Today, as I watched her walking away, I saw a five-year old girl.  The little girl she was walking into kindergarten.  Head tucked a little.  Shy smile.  Eager.  Anxious.  Trusting.  Quietly walking away to start something new.  Something so important for her growth.

But that day she came home to me.  This time I won't see her again for eighteen months.

One day soon my son will go on a mission.  He will leave for two years, to serve wherever the Lord calls him.  I've been preparing for this his whole life.  I wasn't prepared for my daughter to leave.

In the Mormon church, we are taught that every worthy young man should serve a mission.  And every young man should spend his life working toward this goal, making himself ready.  Young women are able to serve a mission if they feel so directed, but it isn't pushed the same way for them.

And none of my daughters ever expressed any interest in serving a mission.  Until last November.  My second daughter came to me and my husband, crying, saying she needed to go on a mission.  It had not been in her plans either.  She never had any intention of going.  Until God asked her to.

And being the person she is, she said yes.

She is my most shy child.  She is my most anxious child.  My least independent child.  But when God asked her to serve, she said yes.

I admire her.  I am so proud of her.  But, even though we dropped her off only five hours ago, I miss her terribly already.

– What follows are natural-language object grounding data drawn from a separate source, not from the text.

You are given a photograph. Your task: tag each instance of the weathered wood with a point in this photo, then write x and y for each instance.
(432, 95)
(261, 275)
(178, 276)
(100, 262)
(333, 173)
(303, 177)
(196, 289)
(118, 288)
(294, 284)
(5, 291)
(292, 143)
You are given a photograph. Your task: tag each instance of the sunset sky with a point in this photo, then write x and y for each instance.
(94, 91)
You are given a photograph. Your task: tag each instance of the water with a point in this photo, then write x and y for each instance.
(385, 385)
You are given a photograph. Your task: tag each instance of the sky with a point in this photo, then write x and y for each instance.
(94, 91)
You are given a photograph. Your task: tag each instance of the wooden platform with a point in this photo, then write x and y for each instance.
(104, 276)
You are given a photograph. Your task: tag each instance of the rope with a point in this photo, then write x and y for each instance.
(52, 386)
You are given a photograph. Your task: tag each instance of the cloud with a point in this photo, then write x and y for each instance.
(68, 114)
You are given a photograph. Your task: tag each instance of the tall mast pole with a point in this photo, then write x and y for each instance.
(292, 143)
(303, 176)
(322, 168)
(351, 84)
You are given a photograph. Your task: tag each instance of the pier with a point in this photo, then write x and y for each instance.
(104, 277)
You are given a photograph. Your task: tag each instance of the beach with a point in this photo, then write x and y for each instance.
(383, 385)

Her mission will be eighteen months (for young men it's two years).  In that eighteen months we will not see her.  We will only talk to her on the phone (or Skype) on Mother's Day and Christmas.  The rest of the time we will exchange letters the old fashioned way.  And she will get to email one day a week.

We are giving her up for a year and a half.  She is giving a year and a half of her life to leave her world behind and serve God exclusively.

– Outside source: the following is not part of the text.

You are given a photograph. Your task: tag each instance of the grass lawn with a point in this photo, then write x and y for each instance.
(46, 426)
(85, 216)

She will teach others about the gospel and about God and Jesus Christ.  She will tell them that they are loved and valuable.  That they matter.  That there is so much more to life than what the world has to offer.  That there is so much more to each of us than just this life.  She will perform many acts and hours of service.  She will give and give and give.

And she will grow.  She will learn to believe in herself and in her ability to do hard things.  She will learn to reach out to God when things are difficult (partly because we won't be there for her).  She will learn to lose herself in service.  She will experience miracles.  She will learn and grow in ways I can't yet imagine.

Our family will grow, too.  We will be blessed through her service.  We will learn from her letters and her experiences.  We will grow in some ways just because she isn't here.

And, as a mother, I will learn a little more about God.  He gave His Son.  In a way I cannot ever understand, He offered His child for me.  And for you.  And for all mankind.  This experience will give me a glimpse.  As I offer my child to Him, I will gain a tiny bit of understanding.  Like when I became a mother and learned a little about how He loves us.  I will learn more about God as our Heavenly Father.

There will be so many wonderful things that happen in our lives because of her willingness to serve a mission.  And it will get easier.

But right now, I just want to hold her in my arms.  It hurts so much.  Because a piece of my heart is gone and won't be back for eighteen months.